"Why?" takes longer to answer. Tracking hours accomplishes several things:
- It helps me predict how long it will take to complete a project.
- It helps identify certain projects that are being neglected and are deserving of attention.
- It provides a sense of accomplishment when I see a certain number of hours completed.
- It is one way of setting goals (e.g. "complete 10 hours" as opposed to "finish the front piece of the sweater").
- It is a good way to impress people. I usually get a stunned look when I tell someone I'd spent 200 hours on a cross-stitch project. This could be interpreted as, "I am impressed by your dedication!" or "You need to get a life!"
For these reasons, there are a great number of on-line forums for cross-stitching, more I think than for most other hobbies of this sort.
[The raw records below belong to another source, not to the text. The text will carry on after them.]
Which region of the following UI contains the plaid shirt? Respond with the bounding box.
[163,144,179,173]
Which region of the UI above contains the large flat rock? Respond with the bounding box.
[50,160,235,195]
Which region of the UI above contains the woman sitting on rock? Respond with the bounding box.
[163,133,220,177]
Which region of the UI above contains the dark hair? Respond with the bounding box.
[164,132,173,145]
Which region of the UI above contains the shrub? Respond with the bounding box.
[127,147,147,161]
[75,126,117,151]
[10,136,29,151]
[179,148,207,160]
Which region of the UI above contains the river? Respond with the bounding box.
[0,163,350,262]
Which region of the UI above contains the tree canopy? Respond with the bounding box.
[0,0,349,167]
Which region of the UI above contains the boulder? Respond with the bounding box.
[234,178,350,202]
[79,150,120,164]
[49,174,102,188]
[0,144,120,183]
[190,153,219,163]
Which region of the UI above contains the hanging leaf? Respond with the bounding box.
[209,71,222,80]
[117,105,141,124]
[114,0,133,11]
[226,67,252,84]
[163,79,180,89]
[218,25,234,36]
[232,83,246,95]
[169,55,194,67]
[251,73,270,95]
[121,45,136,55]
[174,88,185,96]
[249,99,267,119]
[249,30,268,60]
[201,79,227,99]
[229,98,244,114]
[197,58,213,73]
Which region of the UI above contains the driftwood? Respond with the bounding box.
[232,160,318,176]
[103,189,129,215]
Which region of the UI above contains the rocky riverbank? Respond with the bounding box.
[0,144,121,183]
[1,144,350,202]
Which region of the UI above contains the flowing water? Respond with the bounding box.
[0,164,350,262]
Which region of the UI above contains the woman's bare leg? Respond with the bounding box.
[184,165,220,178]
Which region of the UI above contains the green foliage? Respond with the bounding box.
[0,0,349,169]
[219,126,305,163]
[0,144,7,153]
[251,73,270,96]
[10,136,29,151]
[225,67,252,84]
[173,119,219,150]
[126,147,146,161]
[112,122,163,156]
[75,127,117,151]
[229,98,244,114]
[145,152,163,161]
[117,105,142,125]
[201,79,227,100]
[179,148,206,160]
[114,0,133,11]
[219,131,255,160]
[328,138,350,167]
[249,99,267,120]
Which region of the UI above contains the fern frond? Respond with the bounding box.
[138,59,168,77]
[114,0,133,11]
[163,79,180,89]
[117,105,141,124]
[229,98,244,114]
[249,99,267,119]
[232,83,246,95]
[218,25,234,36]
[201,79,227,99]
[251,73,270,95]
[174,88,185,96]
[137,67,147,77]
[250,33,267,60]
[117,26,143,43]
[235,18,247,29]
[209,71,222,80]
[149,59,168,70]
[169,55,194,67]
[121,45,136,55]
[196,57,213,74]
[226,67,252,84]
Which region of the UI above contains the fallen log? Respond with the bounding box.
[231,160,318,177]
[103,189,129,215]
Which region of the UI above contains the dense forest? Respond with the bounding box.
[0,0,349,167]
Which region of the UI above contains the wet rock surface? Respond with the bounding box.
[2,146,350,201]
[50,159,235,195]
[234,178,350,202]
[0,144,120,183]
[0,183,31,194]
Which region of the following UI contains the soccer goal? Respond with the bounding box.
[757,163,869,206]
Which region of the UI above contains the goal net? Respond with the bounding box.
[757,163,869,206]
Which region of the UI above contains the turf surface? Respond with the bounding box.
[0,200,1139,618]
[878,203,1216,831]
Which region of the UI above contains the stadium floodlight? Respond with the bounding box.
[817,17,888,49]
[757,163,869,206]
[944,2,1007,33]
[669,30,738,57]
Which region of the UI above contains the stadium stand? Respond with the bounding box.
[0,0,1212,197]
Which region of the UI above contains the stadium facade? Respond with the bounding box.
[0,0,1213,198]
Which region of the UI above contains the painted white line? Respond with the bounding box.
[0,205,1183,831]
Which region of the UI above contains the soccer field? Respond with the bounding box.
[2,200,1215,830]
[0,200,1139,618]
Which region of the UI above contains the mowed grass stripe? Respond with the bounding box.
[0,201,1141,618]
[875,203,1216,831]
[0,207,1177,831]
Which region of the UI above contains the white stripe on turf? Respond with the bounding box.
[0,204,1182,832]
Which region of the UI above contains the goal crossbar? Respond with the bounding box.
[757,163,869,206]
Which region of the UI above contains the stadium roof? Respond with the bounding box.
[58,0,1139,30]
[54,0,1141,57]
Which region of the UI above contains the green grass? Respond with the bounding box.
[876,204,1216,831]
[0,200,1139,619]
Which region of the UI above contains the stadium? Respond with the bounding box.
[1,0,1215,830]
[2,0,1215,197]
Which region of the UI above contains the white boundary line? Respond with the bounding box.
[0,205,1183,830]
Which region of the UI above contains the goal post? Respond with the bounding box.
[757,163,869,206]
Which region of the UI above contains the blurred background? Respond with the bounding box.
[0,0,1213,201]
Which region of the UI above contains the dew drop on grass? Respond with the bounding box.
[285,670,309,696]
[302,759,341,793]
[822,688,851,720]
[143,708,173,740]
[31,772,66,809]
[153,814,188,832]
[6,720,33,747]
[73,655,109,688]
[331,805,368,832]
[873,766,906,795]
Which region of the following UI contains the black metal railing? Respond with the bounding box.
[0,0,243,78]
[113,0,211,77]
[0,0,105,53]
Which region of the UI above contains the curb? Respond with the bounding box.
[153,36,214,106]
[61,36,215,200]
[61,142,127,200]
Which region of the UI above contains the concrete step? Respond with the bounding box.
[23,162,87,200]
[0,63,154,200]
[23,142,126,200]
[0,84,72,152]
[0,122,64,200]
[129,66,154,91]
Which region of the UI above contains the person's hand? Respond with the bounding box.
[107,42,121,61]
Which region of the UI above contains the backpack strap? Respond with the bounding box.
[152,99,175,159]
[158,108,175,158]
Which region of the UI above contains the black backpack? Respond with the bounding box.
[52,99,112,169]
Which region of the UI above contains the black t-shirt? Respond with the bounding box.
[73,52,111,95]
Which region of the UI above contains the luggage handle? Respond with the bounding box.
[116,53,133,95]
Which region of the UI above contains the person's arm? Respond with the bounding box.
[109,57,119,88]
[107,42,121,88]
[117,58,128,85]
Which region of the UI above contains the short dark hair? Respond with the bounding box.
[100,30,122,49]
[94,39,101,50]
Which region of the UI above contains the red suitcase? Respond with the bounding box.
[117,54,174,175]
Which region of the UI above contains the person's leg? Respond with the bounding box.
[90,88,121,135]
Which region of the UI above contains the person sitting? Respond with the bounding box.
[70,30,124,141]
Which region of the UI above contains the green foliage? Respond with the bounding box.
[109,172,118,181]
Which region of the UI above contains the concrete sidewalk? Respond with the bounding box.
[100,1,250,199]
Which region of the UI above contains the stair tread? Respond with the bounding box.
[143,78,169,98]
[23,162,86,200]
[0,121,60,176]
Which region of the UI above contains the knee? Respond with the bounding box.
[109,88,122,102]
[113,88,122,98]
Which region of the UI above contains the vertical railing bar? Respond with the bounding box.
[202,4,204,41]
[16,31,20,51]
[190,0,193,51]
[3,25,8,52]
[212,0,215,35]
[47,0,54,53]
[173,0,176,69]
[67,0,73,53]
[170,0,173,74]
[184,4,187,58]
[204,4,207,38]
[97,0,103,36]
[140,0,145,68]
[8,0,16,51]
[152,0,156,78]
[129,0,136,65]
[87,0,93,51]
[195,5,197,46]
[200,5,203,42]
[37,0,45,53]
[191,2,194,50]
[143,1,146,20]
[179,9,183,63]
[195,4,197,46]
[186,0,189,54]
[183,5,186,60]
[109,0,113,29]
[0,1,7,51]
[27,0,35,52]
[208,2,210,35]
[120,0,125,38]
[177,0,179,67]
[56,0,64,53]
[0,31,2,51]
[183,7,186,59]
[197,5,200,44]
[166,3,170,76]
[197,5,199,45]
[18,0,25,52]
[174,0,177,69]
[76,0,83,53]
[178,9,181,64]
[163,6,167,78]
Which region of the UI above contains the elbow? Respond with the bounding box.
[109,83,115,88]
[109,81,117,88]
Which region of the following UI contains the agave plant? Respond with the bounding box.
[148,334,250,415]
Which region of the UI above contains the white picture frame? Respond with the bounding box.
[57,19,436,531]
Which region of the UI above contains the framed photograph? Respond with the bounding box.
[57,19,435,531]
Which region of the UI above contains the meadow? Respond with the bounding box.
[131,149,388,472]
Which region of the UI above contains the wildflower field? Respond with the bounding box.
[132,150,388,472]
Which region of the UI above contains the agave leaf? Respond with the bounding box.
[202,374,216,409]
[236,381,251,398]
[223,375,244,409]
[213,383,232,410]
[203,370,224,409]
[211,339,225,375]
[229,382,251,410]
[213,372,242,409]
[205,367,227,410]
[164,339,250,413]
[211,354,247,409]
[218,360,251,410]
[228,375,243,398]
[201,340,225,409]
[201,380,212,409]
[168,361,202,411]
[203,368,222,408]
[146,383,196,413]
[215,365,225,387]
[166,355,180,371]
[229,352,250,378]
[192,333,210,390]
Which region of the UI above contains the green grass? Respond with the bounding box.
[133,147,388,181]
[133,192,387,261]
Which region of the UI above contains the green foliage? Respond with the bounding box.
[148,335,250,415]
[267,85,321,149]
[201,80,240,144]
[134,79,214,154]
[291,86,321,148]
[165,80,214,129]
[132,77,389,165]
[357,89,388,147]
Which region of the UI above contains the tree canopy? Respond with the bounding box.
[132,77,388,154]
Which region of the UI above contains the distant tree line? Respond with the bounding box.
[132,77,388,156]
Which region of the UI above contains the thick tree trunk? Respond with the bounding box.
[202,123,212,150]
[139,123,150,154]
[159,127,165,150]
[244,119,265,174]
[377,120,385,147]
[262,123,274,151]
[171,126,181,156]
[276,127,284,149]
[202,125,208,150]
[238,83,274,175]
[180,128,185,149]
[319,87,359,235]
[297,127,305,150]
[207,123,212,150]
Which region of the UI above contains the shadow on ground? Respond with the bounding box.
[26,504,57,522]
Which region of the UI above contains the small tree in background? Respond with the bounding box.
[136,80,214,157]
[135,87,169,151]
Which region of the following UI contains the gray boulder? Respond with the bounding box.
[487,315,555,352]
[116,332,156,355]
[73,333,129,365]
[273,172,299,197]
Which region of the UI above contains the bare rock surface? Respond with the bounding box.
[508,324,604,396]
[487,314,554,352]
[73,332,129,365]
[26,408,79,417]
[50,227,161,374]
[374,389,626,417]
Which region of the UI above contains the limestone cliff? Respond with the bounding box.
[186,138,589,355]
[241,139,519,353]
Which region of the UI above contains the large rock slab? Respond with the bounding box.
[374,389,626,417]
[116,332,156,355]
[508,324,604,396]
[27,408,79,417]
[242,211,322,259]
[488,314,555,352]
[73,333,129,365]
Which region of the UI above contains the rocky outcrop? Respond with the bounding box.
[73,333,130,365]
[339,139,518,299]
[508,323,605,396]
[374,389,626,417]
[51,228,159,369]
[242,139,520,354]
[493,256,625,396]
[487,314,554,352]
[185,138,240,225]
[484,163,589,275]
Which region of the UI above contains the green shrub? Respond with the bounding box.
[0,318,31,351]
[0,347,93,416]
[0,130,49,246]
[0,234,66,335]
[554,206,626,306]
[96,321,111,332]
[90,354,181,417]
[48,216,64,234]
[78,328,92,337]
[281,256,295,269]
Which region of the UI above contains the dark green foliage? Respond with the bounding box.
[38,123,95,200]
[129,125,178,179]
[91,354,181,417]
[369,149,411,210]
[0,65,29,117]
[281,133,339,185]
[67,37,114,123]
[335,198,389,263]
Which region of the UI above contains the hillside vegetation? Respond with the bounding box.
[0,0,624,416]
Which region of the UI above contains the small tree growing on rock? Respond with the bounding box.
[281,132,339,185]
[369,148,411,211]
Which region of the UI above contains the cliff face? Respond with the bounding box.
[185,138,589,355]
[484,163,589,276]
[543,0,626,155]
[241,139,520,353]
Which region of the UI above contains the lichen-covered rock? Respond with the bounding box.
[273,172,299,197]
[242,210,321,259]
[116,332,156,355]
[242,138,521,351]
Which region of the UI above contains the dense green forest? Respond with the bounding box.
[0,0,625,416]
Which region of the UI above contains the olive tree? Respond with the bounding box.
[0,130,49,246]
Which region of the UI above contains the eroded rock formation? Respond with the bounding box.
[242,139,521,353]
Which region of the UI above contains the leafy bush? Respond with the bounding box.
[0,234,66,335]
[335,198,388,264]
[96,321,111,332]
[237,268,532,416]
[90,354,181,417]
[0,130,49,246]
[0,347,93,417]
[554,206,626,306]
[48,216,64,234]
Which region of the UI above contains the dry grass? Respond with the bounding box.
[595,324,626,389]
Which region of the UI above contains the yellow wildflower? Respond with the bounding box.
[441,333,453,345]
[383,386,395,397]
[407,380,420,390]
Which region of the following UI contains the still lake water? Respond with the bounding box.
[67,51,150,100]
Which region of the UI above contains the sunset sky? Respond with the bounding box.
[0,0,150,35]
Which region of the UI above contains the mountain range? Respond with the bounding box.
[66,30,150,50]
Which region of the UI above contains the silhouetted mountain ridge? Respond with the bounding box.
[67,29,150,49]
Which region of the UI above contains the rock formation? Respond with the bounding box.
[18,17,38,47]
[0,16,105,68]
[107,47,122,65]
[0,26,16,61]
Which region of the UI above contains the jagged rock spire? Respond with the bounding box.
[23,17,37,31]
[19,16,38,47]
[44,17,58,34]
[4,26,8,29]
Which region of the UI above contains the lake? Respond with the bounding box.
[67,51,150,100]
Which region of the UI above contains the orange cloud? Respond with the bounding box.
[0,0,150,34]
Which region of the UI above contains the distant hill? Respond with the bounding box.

One really needs support groups for this activity. Where else would one get loads of praise and encouragement for an uploaded photo of a project that's only 5% completed?
My favourite forum is Rotation Stitchers. This is a long-running forum totally devoted to management of multiple stitching projects. Topics covered include time-tracking methods, styles of rotations, stitch-along (SAL) groups and even meta-discussion about whether rotation stitching or one-at-a-time stitching is best. If there's anything I like more than stitching itself, it's examining and analyzing the process.
For the record, I have about 10 cross-stitch projects on the go, with 5 of them "active" and the other 5 at some risk of becoming UFOs (Unfinished Objects). I have been pretty good the past two years about not starting new projects and consequently am not yet at the SABLE (Stash Accumulation Beyond Life Expectancy) point.